Article: [Don't Split for the Test](../../docs/articles/20260513T120000-dont-split-for-the-test.md).

## Common Forms of the Smell

**Form 1: paired getter/setter.** Helper takes `getX` and `setX` for
one slot. Production caller closes over a `let` and passes both
closures. Inline the slot into the caller; let the rune or class field
own it.

**Form 2: optional `deps` for fake substitution.** Function has an
optional `deps` parameter whose default is the real implementation and
whose only non-default value is supplied by the test. Inline the
function into its sole production caller; drop the `deps` type.

**Form 3: pure-inner + thin-outer.** A `run*()` function does the work;
a command handler / route handler / component is a one-line wrapper
calling it. The outer adds no logic. Inline the inner into the outer.

**Form 4: state-only mock injection.** A factory takes a `clock`,
`now`, `random`, `idGenerator` parameter so tests can supply
deterministic values. This is sometimes legitimate (deterministic IDs
across distributed systems) and sometimes ceremony. Ask: does any
production caller pass a non-default value?
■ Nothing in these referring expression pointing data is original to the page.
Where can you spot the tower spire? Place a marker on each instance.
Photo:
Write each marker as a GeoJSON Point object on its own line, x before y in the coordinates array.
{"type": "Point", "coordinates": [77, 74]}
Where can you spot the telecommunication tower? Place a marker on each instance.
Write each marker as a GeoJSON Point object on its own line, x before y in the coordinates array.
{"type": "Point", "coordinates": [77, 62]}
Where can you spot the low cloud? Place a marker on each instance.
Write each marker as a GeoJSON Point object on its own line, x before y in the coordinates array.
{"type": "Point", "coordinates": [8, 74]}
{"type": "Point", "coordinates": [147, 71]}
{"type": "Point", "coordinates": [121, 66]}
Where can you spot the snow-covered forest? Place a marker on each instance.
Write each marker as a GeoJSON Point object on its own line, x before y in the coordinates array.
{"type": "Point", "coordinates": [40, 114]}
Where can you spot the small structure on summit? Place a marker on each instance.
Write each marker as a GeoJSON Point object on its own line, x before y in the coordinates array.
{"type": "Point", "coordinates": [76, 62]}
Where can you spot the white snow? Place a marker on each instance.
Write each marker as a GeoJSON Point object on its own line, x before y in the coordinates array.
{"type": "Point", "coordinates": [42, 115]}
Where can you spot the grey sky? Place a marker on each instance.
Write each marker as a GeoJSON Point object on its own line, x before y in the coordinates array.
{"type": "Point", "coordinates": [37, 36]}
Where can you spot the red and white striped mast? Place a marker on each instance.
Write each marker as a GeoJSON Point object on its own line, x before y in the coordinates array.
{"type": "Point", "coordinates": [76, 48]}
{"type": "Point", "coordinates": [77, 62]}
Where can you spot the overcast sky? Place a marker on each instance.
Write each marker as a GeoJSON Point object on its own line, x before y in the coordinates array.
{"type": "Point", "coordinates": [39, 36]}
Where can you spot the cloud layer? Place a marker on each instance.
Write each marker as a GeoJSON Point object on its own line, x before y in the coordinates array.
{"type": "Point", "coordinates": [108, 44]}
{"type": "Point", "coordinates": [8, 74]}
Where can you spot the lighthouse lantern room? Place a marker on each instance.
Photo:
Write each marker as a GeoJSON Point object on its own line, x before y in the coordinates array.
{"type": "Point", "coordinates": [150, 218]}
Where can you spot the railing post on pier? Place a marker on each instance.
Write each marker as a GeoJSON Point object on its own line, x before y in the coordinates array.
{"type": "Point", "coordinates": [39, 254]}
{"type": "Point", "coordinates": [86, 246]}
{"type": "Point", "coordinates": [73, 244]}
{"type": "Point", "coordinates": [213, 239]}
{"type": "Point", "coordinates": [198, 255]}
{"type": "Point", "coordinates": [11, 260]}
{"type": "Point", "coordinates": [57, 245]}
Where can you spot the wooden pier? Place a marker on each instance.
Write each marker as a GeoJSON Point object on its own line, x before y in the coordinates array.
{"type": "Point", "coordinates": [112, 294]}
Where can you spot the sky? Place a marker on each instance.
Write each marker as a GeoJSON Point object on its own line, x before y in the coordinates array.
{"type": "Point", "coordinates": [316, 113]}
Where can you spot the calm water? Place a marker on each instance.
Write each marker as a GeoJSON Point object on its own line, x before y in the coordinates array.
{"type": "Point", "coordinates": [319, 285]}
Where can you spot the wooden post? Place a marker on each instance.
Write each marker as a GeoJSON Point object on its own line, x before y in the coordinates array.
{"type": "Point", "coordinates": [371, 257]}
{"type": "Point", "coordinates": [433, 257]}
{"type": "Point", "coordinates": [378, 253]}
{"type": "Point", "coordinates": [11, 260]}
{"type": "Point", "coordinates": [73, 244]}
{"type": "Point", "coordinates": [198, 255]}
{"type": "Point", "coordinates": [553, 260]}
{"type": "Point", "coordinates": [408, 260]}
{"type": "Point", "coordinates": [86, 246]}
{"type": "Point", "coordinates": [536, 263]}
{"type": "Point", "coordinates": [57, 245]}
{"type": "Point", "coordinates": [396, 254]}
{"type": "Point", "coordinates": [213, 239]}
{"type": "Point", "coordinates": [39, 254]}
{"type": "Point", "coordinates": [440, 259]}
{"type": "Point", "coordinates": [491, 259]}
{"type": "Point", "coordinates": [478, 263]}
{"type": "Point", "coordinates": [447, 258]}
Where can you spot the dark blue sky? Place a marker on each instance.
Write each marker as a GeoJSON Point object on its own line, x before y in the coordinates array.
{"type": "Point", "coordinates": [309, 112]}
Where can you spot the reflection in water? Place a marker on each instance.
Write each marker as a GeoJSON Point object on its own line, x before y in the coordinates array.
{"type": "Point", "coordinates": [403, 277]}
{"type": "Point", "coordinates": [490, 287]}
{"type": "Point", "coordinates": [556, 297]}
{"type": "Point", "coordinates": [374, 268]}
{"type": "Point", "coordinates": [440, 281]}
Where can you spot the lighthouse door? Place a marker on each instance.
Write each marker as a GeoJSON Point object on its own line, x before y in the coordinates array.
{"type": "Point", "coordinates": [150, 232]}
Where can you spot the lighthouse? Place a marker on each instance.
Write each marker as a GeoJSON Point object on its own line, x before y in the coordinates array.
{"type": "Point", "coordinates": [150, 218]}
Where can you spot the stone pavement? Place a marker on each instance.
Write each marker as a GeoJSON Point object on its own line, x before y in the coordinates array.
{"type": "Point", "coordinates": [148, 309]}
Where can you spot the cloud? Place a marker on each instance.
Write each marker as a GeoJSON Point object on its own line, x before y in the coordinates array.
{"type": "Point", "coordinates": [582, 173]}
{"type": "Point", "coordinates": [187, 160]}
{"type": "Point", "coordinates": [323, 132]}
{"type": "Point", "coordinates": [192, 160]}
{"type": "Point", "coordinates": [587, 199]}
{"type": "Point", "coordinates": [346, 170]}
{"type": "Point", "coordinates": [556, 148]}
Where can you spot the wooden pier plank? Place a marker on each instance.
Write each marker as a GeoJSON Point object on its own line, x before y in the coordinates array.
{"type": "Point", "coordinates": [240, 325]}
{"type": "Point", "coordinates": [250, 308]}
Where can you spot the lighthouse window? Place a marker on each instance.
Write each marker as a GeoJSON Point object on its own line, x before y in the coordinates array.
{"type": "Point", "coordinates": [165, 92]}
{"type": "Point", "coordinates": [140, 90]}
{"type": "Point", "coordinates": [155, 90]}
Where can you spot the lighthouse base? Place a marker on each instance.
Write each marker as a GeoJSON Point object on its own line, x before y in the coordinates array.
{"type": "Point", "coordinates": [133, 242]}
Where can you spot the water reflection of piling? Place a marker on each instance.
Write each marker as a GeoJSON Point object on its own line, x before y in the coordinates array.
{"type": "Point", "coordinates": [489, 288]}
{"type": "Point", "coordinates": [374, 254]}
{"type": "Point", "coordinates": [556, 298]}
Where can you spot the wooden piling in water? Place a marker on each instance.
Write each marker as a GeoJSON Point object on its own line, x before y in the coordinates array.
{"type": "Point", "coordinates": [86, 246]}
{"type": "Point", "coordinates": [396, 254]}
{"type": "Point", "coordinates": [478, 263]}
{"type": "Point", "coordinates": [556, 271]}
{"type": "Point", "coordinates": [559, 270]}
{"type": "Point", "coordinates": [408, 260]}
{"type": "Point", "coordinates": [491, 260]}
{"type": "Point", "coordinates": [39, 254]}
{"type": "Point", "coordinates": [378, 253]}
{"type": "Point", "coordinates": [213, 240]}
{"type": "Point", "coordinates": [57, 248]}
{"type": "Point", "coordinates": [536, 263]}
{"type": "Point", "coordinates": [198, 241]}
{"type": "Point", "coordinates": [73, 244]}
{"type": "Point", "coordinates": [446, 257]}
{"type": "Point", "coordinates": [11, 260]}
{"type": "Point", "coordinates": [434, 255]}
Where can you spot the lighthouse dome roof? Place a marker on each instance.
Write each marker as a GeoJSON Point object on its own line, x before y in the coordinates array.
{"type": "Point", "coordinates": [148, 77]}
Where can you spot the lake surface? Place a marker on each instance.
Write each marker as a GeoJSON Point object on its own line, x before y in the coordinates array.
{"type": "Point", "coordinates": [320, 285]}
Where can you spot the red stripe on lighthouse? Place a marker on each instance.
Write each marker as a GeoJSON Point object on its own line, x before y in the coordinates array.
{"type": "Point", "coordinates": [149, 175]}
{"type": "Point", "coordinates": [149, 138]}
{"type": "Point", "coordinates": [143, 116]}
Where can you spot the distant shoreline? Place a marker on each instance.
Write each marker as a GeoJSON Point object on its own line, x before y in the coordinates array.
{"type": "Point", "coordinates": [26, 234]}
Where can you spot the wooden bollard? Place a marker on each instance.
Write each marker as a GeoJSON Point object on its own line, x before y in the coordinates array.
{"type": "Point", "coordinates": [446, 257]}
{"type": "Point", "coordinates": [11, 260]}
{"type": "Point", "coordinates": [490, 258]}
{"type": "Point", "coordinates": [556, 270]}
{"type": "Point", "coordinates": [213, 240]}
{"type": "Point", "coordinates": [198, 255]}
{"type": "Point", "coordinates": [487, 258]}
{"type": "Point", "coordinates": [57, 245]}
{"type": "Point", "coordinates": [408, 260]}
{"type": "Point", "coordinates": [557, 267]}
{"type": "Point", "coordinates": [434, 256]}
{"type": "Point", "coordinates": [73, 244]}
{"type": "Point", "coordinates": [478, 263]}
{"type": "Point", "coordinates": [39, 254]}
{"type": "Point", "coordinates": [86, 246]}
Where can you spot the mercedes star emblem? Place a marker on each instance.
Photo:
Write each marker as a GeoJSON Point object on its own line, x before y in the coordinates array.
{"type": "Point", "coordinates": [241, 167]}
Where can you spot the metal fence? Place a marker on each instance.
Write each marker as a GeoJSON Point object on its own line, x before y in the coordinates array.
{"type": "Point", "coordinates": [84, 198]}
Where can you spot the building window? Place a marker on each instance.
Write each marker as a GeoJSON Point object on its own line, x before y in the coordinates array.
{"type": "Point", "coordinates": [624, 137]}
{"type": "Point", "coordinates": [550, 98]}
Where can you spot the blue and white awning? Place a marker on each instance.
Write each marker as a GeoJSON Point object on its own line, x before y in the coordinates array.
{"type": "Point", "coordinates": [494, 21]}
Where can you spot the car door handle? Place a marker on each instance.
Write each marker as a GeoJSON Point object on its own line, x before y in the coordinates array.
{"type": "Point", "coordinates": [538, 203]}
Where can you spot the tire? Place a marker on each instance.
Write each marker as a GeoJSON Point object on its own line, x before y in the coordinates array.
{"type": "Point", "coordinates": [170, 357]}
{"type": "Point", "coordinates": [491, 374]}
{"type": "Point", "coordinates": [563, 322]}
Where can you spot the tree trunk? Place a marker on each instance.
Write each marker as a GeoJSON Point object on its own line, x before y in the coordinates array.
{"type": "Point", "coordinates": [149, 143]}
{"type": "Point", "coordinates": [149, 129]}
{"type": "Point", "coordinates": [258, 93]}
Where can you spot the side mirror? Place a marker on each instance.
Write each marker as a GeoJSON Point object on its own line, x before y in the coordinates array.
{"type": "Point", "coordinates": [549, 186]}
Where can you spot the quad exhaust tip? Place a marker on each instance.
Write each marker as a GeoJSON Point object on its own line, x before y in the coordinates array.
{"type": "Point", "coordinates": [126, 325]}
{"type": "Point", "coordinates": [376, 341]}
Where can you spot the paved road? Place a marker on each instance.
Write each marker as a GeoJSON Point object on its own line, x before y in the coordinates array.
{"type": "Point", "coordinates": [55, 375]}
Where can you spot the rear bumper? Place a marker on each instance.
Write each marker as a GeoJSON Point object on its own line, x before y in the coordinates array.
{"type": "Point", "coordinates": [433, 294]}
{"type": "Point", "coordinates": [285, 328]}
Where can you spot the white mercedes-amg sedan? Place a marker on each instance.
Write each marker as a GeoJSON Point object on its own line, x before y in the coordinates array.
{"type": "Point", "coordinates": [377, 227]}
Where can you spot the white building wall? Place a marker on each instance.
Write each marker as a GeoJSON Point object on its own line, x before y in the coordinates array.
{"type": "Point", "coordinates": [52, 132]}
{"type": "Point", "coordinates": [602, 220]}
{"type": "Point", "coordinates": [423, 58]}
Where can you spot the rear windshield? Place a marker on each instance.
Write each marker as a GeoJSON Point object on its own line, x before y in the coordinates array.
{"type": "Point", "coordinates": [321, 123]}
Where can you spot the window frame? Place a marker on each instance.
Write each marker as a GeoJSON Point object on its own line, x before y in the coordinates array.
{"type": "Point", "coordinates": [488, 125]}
If no, it's Form 2.

**Form 5: re-exported internal for tests.** A module exports a private
helper "for testing." If the export comment says `@internal` or
`/** @testonly */`, the test owns the export. Inline the helper into
its sole user; remove the export.

## Audit Sweep

For sweeping a codebase, look for two signals together:

```sh
# Functions exported next to a test file with high test:SUT ratio.
for t in $(find packages apps -name '*.test.ts' -not -path '*/node_modules/*'); do
    s="${t%.test.ts}.ts"
    [ -f "$s" ] || continue
    tl=$(wc -l < "$t" | tr -d ' ')
    sl=$(wc -l < "$s" | tr -d ' ')
    [ "$sl" -lt 1 ] && continue
    ratio=$(( tl * 10 / sl ))
    [ "$ratio" -ge 25 ] && echo "$t ($tl) vs $s ($sl) ratio=${ratio}/10"
done

# Functions exported with optional `deps` / `overrides` parameters.
grep -rEn 'export (async )?function [a-zA-Z]+\([^)]*\bdeps\??: ' packages/ apps/ --include='*.ts'
grep -rEn 'export (async )?function [a-zA-Z]+\([^)]*\boverrides\??: ' packages/ apps/ --include='*.ts'

# Paired getter/setter parameters.
grep -rEn 'get[A-Z][a-zA-Z]+\??:.*\bset[A-Z][a-zA-Z]+\??:' packages/ apps/ --include='*.ts'
```

Each match is a candidate, not a verdict. Run the six-step procedure
on each. The intersection of "high LOC ratio" and "exported function
with `deps` parameter" is the hottest place to look.